2. En premier lieu, aux termes de l'article 6 de l'accord franco-algérien : " Le certificat de résidence d'un an portant la mention " vie privée et familiale " est délivré de plein droit : / [...] 7. Au ressortissant algérien, résidant habituellement en France, dont l'état de santé nécessite une prise en charge médicale dont le défaut pourrait entraîner pour lui des conséquences d'une exceptionnelle gravité, sous réserve qu'il ne puisse pas effectivement bénéficier d'un traitement approprié dans son pays ". Aux termes de l'article R. 425-11 du code de l'entrée et du séjour des étrangers et du droit d'asile, dont les dispositions de procédure sont applicables aux ressortissants algériens : " Pour l'application de l'article L. 425-9, le préfet délivre la carte de séjour temporaire portant la mention " vie privée et familiale " au vu d'un avis émis par un collège de médecins à compétence nationale de l'Office français de l'immigration et de l'intégration. L'avis est émis dans les conditions fixées par arrêté du ministre chargé de l'immigration et du ministre chargé de la santé au vu, d'une part, d'un rapport médical établi par un médecin de l'office et, d'autre part, des informations disponibles sur les possibilités de bénéficier effectivement d'un traitement approprié dans le pays d'origine de l'intéressé ". Aux termes de l'article 6 de l'arrêté du 27 décembre 2016 pris pour l'application de ces dispositions : " (...) Le collège peut délibérer au moyen d'une conférence téléphonique ou audiovisuelle.
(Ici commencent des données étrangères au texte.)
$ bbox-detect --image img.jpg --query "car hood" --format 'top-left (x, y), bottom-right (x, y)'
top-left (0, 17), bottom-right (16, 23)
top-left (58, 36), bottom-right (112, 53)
L'avis émis à l'issue de la délibération est signé par chacun des trois médecins membres du collège ".

3. Il résulte de ces dispositions que lorsque l'avis du collège de médecins de l'Office français de l'immigration et de l'intégration porte la mention " Après en avoir délibéré, le collège des médecins de l'OFII émet l'avis suivant ", cette mention du caractère collégial de l'avis fait foi jusqu'à preuve contraire. En se bornant à soutenir que la démonstration du caractère collégial de cette délibération n'est pas rapportée par la seule signature de l'avis rendu le 11 octobre 2021 par les médecins composant le collège compte tenu de leur éloignement géographique, M. B... n'apporte aucun commencement de preuve susceptible de remettre en cause l'existence de cette délibération collégiale, conformément à la mention figurant sur cet avis, laquelle peut se tenir au moyen d'une conférence téléphonique ou audiovisuelle, aucune disposition n'imposant qu'elle se déroule en présentiel. Par ailleurs, il ne résulte d'aucune disposition législative ou réglementaire que le collège de médecins ait l'obligation de communiquer les éléments qui lui ont permis de rendre son avis, en particulier les informations sur lesquelles il s'est fondé pour prendre sa décision. Par suite, le moyen tiré de ce que la décision de refus de séjour aurait été édictée à l'issue d'une procédure irrégulière ne peut qu'être écarté.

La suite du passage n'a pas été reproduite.